ロシアの民間軍事会社ワグネルが「爆薬供給不足」を理由に、5月10日をもってウクライナ侵攻最前線のバフムトからの全面撤退を宣言。しかしその後、「弾薬の供給が約束された」として撤退を取り消すなど、発信が一転二転している。いったい何が起きているのか。防衛省関係者が解説する。
「ワグネルの撤退宣言の理由は、ロシアが金欠状態でカネが回らなくなったためでしょう。要求に対する反応が鈍いことへの『ゆすり』ですよ」
ロシア財政の厳しさは今年に入ってから深刻で、欧米の制裁効果が徐々に効き始めているからだという。例えば2023年1月から3月は、石油・ガスによる収入が前年同期比で約45%減っている。政府は資金確保に躍起だが、長引く侵攻でカネは出ていくばかり。ワグネルなど民間軍事組織に流れる報奨金などが細っていき、武器弾薬の供給もままならない状況になるのは当然だろう。

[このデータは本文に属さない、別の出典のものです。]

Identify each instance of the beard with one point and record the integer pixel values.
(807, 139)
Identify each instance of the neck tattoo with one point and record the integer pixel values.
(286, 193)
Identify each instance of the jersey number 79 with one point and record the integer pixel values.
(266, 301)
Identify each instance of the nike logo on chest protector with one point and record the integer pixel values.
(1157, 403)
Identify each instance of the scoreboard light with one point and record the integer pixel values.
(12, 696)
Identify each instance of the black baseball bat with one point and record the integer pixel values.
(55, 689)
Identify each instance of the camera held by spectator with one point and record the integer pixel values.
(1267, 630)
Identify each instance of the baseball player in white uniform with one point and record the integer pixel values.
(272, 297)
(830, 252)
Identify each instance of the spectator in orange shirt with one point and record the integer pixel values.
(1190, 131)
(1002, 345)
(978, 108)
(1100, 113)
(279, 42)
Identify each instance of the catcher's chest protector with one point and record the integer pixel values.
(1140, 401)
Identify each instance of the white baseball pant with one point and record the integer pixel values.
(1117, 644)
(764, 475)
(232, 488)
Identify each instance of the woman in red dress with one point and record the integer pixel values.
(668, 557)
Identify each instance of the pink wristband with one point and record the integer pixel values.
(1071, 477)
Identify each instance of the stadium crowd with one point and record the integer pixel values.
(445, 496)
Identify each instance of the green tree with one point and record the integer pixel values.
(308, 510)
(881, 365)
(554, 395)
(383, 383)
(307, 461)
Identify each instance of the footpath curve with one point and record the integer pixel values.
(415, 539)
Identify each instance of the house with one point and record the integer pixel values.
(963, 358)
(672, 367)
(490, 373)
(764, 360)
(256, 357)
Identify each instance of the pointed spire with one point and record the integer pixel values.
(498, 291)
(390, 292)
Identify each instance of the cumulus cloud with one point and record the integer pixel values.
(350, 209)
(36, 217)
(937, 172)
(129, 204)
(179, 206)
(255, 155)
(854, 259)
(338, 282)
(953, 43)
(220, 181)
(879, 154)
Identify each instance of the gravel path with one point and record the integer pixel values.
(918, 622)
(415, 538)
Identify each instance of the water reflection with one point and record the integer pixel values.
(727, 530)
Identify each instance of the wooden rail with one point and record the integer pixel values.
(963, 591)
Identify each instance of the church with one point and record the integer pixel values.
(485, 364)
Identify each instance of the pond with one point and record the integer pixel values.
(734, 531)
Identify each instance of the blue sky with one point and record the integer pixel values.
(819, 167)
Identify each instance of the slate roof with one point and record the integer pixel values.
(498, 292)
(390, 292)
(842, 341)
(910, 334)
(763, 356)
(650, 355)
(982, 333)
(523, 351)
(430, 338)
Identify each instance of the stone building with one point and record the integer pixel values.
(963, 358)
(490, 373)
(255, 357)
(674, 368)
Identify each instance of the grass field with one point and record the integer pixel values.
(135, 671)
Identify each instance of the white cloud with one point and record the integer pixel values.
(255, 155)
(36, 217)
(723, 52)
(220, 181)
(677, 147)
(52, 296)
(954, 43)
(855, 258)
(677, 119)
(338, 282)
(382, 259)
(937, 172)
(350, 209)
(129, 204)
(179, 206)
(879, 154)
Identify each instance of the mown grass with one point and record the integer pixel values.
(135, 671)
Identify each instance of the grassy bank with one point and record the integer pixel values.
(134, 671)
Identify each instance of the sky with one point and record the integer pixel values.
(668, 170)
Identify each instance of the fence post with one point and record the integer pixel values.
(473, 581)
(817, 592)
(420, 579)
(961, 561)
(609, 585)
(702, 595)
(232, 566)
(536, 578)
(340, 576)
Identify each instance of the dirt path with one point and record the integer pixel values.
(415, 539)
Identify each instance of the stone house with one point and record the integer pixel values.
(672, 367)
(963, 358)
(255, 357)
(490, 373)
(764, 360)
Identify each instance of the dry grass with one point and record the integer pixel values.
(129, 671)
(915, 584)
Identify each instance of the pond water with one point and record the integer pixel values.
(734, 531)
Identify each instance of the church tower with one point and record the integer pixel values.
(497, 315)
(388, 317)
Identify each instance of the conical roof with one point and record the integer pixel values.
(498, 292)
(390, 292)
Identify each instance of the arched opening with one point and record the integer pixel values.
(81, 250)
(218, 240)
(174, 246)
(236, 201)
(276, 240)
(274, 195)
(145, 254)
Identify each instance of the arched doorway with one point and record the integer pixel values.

「ロシアではワグネル以外にも、軍部や連邦保安局などと結びつく民間軍事会社が30社以上ある。そのうち25社前後がウクライナ侵攻に絡み、政府筋からカネを得て潤ってきたが、ここにきて目詰まりを起こしつつある。そのため、ワグネルをはじめとする民間軍事会社間では、カネと武器弾薬の争奪戦による内ゲバも頻発し始めているという」(公安関係者)
外資系シンクタンクのベテランスタッフが分析する。
「今回はワグネルが撤退をチラつかせたことで、プーチン大統領が大慌てで資金をあてがい、ひとまず鎮静化させたのでしょう。しかしロシア政府の金欠状態が白日の下に晒されたことから、民間軍事会社の離反が予想される。中国やインドがどこまでフォローするのかが、今後の戦況のポイントとなるでしょう」
最後に勝敗を決するのはカネということだ。